ATI RN
ATI Comprehensive Exit Exam 2023 With NGN
1. A healthcare provider is teaching a client who has a new diagnosis of hypertension about dietary management. Which of the following foods should the healthcare provider instruct the client to avoid?
- A. Bananas
- B. Carrots
- C. Bacon
- D. Chicken breast
Correct answer: C
Rationale: The correct answer is C. Bacon is high in sodium, which can elevate blood pressure levels. Clients with hypertension should avoid high-sodium foods like bacon to help manage their blood pressure. Choices A, B, and D are healthier options compared to bacon and can be included in a balanced diet for someone with hypertension. Bananas are a good source of potassium, which can help in managing blood pressure. Carrots are low in sodium and high in fiber, making them a heart-healthy choice. Chicken breast is a lean protein option that is beneficial for individuals with hypertension.
2. A nurse is preparing to teach a client about the use of a peak flow meter. Which of the following instructions should the nurse include?
- A. Place the mouthpiece in your mouth and blow out as quickly as you can.
- B. Exhale slowly into the mouthpiece over 5 seconds.
- C. Take a slow deep breath before blowing into the mouthpiece.
- D. Blow into the mouthpiece at a steady rate for 3 seconds.
Correct answer: A
Rationale: The correct instruction for using a peak flow meter is to place the mouthpiece in your mouth and blow out as quickly as you can. This action helps measure the peak expiratory flow of the client. Choice B is incorrect because exhaling slowly does not provide an accurate peak flow reading. Choice C is incorrect as taking a slow deep breath before blowing interferes with obtaining an accurate measurement. Choice D is incorrect as blowing at a steady rate for 3 seconds may not reflect the peak expiratory flow accurately.
3. A nurse is caring for a client who is 1 day postoperative following a total knee replacement. The client reports pain of 8 on a scale of 0 to 10. Which of the following actions should the nurse take?

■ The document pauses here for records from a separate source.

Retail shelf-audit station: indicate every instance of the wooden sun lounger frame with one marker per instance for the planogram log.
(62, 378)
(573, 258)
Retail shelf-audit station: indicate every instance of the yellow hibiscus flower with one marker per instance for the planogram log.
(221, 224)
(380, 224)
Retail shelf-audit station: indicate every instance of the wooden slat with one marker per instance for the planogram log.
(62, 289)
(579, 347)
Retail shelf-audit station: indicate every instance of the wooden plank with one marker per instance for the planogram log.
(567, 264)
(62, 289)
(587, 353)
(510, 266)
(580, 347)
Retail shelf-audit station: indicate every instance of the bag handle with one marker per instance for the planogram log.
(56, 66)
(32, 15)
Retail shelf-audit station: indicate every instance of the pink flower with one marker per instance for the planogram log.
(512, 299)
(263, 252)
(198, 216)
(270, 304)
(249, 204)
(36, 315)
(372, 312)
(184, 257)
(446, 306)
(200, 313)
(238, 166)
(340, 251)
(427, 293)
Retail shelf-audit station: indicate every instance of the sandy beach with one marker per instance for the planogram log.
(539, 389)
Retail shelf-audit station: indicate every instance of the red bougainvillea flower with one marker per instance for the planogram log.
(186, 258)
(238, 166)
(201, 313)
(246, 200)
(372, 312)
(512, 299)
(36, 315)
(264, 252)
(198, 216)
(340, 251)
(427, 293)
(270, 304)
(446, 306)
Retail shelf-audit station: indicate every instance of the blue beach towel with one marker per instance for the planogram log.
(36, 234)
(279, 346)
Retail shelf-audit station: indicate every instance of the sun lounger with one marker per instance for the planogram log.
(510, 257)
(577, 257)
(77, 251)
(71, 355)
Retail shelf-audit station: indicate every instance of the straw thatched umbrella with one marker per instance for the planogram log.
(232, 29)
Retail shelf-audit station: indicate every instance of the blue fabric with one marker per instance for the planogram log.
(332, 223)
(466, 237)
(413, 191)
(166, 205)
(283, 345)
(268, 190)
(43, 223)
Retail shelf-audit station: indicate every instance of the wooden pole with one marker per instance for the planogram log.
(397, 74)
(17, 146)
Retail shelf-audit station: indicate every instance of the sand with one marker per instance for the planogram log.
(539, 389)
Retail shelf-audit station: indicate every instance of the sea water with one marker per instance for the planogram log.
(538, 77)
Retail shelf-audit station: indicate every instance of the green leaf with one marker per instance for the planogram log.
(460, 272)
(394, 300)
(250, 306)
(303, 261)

- A. Administer ibuprofen 400 mg PO
- B. Administer oxycodone 10 mg PO
- C. Reposition the client to the unaffected side
- D. Apply a cold compress to the affected knee
Correct answer: B
Rationale: In this scenario, the appropriate action for the nurse to take when a client reports severe postoperative pain of 8 out of 10 is to administer oxycodone 10 mg PO. Oxycodone is a potent analgesic that is more effective in managing severe pain compared to ibuprofen, making choice A incorrect. Repositioning the client to the unaffected side or applying a cold compress may provide some comfort but are not the priority interventions for severe postoperative pain, making choices C and D less appropriate.

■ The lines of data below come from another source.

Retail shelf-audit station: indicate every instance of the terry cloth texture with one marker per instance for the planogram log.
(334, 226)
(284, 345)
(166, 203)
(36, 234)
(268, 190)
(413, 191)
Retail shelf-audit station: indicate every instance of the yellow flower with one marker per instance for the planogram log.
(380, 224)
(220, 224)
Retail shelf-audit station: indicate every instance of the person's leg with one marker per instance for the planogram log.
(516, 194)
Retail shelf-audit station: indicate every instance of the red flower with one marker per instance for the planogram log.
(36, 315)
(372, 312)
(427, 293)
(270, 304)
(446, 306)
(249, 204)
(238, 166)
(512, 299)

4. A nurse is planning care for a client who had gastric bypass surgery 1 week ago and has signs of early dumping syndrome. Which of the following findings should the nurse expect?
- A. Facial flushing
- B. Syncope
- C. Diaphoresis
- D. Bradycardia
Correct answer: A
Rationale: Facial flushing is a common symptom of early dumping syndrome, which occurs when food moves too quickly into the small intestine. This rapid movement triggers the release of vasoactive peptides causing vasodilation, leading to facial flushing. Syncope (choice B) is not a typical finding in early dumping syndrome. Diaphoresis (choice C) and bradycardia (choice D) are also not characteristic symptoms of early dumping syndrome.
5. A client with a new diagnosis of type 1 diabetes mellitus is being taught by a nurse. Which of the following client statements indicates an understanding of the teaching?
- A. I will check my blood glucose levels only when I feel sick.
- B. I will inject insulin in the same spot each time.
- C. I will rotate injection sites within the same anatomical region.
- D. I will inject insulin only if my blood glucose level is above 200 mg/dL.
Correct answer: C
Rationale: The correct answer is C. Clients with type 1 diabetes should rotate injection sites within the same anatomical region to prevent lipodystrophy. Choice A is incorrect because blood glucose levels should be checked regularly, not only when feeling sick. Choice B is incorrect as injecting insulin in the same spot each time can lead to lipodystrophy. Choice D is incorrect as insulin injections are usually required based on meal schedules and blood glucose levels, not just when levels are above 200 mg/dL.